I've only had to visit the emergency room once in my life.

Allied Health

I was about 9 or 10 years old and I was wrestling with my step-father. He picked me up to slam my back gently on a mattress but instead I landed on my neck. For about 15-to-20 seconds I could not breathe, and my parents told me later that my face was turning blue from lack of oxygen.

My step-father carried me down the stairs and to the car, because when I tried to walk pain shot through my chest like someone was stabbing me with a flaming piece of the sun. Onward we sped toward the emergency room, as my parents felt that haste was important.
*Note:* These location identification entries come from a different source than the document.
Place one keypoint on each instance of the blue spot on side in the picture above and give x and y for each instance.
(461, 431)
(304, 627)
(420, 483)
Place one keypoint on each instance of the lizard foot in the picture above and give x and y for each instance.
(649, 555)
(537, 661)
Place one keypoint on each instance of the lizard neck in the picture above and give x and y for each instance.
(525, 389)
Unfortunately, haste was not the word of the day in the ER when I arrived. I sat for an hour waiting on someone to see me as I inhaled air that seemed to be filled with tiny shard of glass, shredding my lungs and chest.

Turns out that I had a crack in my sternum, something I learned after the hour wait and another hour of testing and diagnostic imaging. I should not have had to sit and wait for an hour to see someone, especially when I was having trouble breathing and was experiencing an extraordinary amount of pain.

Emergency care has not gotten any better, and in recent years, may have gotten even worse. The American College of Emergency Physicians (ACEP) produces a report card on emergency medical services in the U.S. every year. In 2009, the report emergency services in the U.S. came out with a grade of C- minus. The latest report states that the grade has fallen to a D+. This is based on 136 measures that were broken down into five different categories, each with their own grade:

Access to emergency care: D-

Quality and patient safety environment: C

Medical liability environment: C-

Public health and injury prevention: C

Disaster preparedness: C-

Why is emergency care suffering?

Many factors have contributed to the decline in emergency care. First, the number of people who go to emergency rooms for care has increased at twice the rate of the growth of the population. Many people who lack health care do not visit a doctor for problems until they become too much to deal with. It is at that time they seek care in an emergency room. The ACEP report says that from 1995-2010 there was a 34 percent increase in the number of people who visited an emergency room, totaling 130 million in 2010.

In addition to this increase in patients, there is also a problem with the medical liability system in the U.S., according to the ACEP. Each state has different policies that impact doctors, causing them to eliminate procedures or move to other states. Liability costs have been estimated to add about 100 million dollars to annual spending on health care in the country. This extra sum is passed onto the public in the form of higher health care bills and extended waits because of lower numbers of practicing doctors. And every doctor practicing in an emergency department is important, as only 4 percent of active physicians in 2010 were emergency ones.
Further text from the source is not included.